Official White House paparazzi lip readers have transcribed this event kindly for us. Only a few words were heard.
President Barack Obama: Thanks for coming guys. I want you to know that at the White House, we, especially the Democrats, are down to Earth blue collar folks. (aside: Charles, could you bring us another?)
Henry Louis Gates: Thanks, Barry. We're old friends. You and I have shared a few good times.
BO: That we have. Hehe. That we have.
Sergeant James Crowley: Yeah, thanks Mr. President. As you know, I'm a Boston cop. We always vote Democrat. We really never consider anyone else.
BO: Glad to hear it. Hank, how's your book coming along?
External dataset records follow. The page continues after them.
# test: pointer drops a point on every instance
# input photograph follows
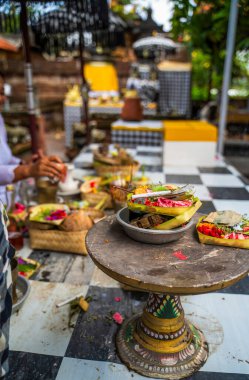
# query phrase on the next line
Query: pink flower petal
(180, 255)
(118, 318)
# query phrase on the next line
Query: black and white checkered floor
(42, 345)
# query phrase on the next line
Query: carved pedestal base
(160, 343)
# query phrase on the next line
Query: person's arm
(45, 167)
(6, 174)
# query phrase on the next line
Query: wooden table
(160, 342)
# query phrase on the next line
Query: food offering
(94, 191)
(109, 161)
(49, 213)
(227, 228)
(162, 207)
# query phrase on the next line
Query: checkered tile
(134, 138)
(174, 94)
(43, 347)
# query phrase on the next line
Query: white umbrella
(159, 42)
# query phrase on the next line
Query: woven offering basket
(125, 170)
(61, 241)
(95, 215)
(96, 198)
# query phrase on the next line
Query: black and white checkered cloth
(6, 254)
(174, 93)
(133, 138)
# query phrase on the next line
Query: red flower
(118, 318)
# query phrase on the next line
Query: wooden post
(28, 76)
(84, 89)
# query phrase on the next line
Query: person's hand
(47, 167)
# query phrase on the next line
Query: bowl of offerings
(158, 214)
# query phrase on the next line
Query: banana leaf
(170, 211)
(180, 219)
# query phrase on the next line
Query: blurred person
(13, 169)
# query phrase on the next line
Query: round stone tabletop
(156, 268)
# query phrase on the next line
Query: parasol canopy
(151, 47)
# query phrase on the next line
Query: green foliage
(202, 25)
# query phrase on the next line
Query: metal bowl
(23, 290)
(149, 236)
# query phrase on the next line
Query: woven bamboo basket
(125, 170)
(95, 198)
(61, 241)
(96, 215)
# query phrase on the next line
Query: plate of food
(50, 213)
(140, 227)
(227, 228)
(177, 203)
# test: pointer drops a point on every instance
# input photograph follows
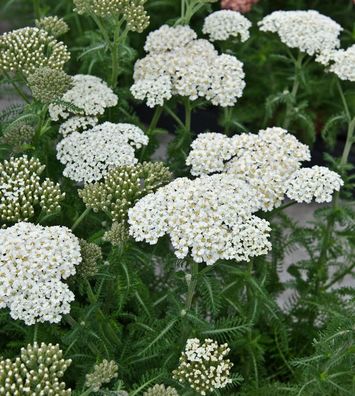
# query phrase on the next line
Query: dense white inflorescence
(201, 220)
(90, 96)
(221, 25)
(33, 261)
(318, 183)
(341, 62)
(187, 67)
(88, 156)
(77, 124)
(309, 31)
(24, 50)
(154, 90)
(203, 365)
(265, 160)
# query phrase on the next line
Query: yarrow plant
(88, 156)
(223, 24)
(204, 366)
(180, 64)
(24, 50)
(199, 219)
(176, 198)
(38, 370)
(22, 190)
(89, 96)
(34, 260)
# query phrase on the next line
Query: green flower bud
(123, 186)
(48, 84)
(36, 372)
(103, 373)
(161, 390)
(24, 50)
(91, 254)
(18, 135)
(53, 25)
(21, 190)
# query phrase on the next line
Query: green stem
(187, 116)
(153, 124)
(191, 286)
(17, 89)
(342, 96)
(80, 219)
(35, 333)
(114, 57)
(348, 144)
(294, 91)
(37, 9)
(227, 119)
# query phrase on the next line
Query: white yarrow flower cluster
(77, 124)
(33, 262)
(179, 64)
(341, 62)
(203, 221)
(318, 183)
(88, 156)
(265, 160)
(309, 31)
(223, 24)
(90, 96)
(203, 365)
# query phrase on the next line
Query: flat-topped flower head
(89, 96)
(88, 156)
(318, 183)
(223, 24)
(33, 262)
(203, 366)
(265, 160)
(180, 64)
(243, 6)
(340, 62)
(22, 190)
(37, 371)
(25, 50)
(309, 31)
(201, 221)
(77, 124)
(53, 25)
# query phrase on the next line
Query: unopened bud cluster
(24, 50)
(132, 10)
(91, 254)
(21, 190)
(17, 136)
(161, 390)
(53, 25)
(123, 186)
(103, 373)
(203, 366)
(37, 371)
(48, 84)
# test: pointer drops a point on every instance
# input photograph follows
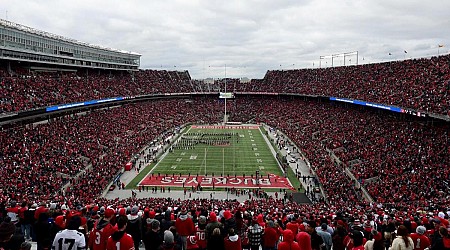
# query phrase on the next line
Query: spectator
(255, 234)
(232, 241)
(70, 238)
(288, 242)
(134, 226)
(152, 239)
(120, 237)
(443, 242)
(376, 242)
(402, 241)
(10, 239)
(270, 236)
(316, 241)
(216, 240)
(102, 230)
(185, 227)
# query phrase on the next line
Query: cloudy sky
(248, 36)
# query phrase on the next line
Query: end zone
(274, 181)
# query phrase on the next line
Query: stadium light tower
(225, 115)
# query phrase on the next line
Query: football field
(221, 156)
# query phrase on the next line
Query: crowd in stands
(39, 158)
(165, 223)
(91, 148)
(417, 84)
(402, 162)
(31, 90)
(403, 155)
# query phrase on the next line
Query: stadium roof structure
(58, 37)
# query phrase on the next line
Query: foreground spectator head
(168, 237)
(7, 229)
(421, 230)
(74, 223)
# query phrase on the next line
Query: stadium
(86, 133)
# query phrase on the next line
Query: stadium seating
(418, 84)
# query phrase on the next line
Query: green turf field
(219, 151)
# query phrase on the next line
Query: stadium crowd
(55, 171)
(41, 158)
(165, 223)
(418, 84)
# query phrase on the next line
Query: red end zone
(223, 127)
(274, 181)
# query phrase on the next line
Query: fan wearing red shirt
(185, 226)
(200, 232)
(232, 241)
(420, 240)
(120, 240)
(102, 230)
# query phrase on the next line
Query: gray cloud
(248, 36)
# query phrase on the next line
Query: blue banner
(80, 104)
(369, 104)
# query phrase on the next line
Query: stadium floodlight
(332, 56)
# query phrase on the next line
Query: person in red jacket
(420, 240)
(185, 227)
(271, 236)
(304, 240)
(232, 241)
(293, 226)
(120, 240)
(102, 230)
(288, 242)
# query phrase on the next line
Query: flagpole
(223, 162)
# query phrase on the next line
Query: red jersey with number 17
(120, 241)
(201, 237)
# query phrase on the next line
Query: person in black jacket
(10, 237)
(153, 239)
(43, 229)
(134, 227)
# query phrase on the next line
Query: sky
(245, 38)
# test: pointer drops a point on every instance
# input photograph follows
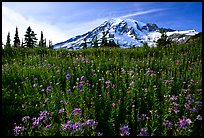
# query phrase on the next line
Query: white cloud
(141, 13)
(57, 32)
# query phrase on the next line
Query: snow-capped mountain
(127, 33)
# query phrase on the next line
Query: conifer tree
(8, 41)
(16, 39)
(30, 39)
(42, 41)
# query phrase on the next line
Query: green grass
(121, 87)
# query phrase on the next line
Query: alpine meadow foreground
(103, 91)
HLG: Fantastic. Thanks to this whole episode, I'll be hitting the speaking circuit at a very sweet fee. This will help me with my summer home. How about you, Jimmy?
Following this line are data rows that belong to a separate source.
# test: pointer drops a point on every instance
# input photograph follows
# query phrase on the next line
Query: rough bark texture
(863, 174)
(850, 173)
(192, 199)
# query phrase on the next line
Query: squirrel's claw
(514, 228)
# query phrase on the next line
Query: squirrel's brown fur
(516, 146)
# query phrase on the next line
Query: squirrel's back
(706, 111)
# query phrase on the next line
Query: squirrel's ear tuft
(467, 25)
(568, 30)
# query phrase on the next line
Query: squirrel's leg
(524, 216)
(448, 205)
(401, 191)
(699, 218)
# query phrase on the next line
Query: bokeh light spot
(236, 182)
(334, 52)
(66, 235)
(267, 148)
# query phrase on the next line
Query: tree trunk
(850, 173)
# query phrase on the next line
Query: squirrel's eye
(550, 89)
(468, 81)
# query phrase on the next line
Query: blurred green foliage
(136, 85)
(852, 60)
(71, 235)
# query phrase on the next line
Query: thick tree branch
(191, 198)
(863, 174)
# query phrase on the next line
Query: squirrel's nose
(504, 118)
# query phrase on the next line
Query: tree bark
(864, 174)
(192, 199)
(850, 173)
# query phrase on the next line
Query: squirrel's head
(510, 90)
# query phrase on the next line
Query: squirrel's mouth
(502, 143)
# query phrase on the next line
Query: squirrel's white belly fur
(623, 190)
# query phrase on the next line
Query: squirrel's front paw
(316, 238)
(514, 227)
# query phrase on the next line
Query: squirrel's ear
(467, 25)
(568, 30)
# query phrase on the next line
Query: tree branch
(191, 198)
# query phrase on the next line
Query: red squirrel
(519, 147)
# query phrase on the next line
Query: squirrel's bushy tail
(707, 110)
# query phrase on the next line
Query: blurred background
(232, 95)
JC: No summer home. I'm a cop, remember.
HLG: You'll get one someday.
JC: How?
BO: Audacity of hope man!
JC: Hope? Based on what?
BO: I'm the president. I can take care of you.
JC: Running in 2012?
BO: Probably. How can I lose? Palm of my hand, baby.
HLG: I thought about running.
BO: You could use a few laps. I didn't want to say, but you are looking like a fat cat.
HLG: I mean for the presidency.
BO: Against me? You couldn't even beat Sarah Palin. Haha! I kicked Hillary down too.
JC: Thanks for that.
BO: Voted for me?
JC: Well, not so much for you, but against her.
HLG: Here! Here! And I thought people were just voting against Bush. Oh, man, this is good brew. Whoa, JC, did you do that? Man, that's nasty.
JC: Not me? Prez?
BO: Um...
JC: Dude.
HLG: Speaking of stink, what can we do about cash for clunkers? I have a 2008 Lexus I need to dump...
JC: Oh, that's yours? It is parked illegally out front. I gave you a ticket.
HLG: Great, There you go. Keeping the black man down! Do you know who I am?
BO: You don't mind if I have a smoke do you?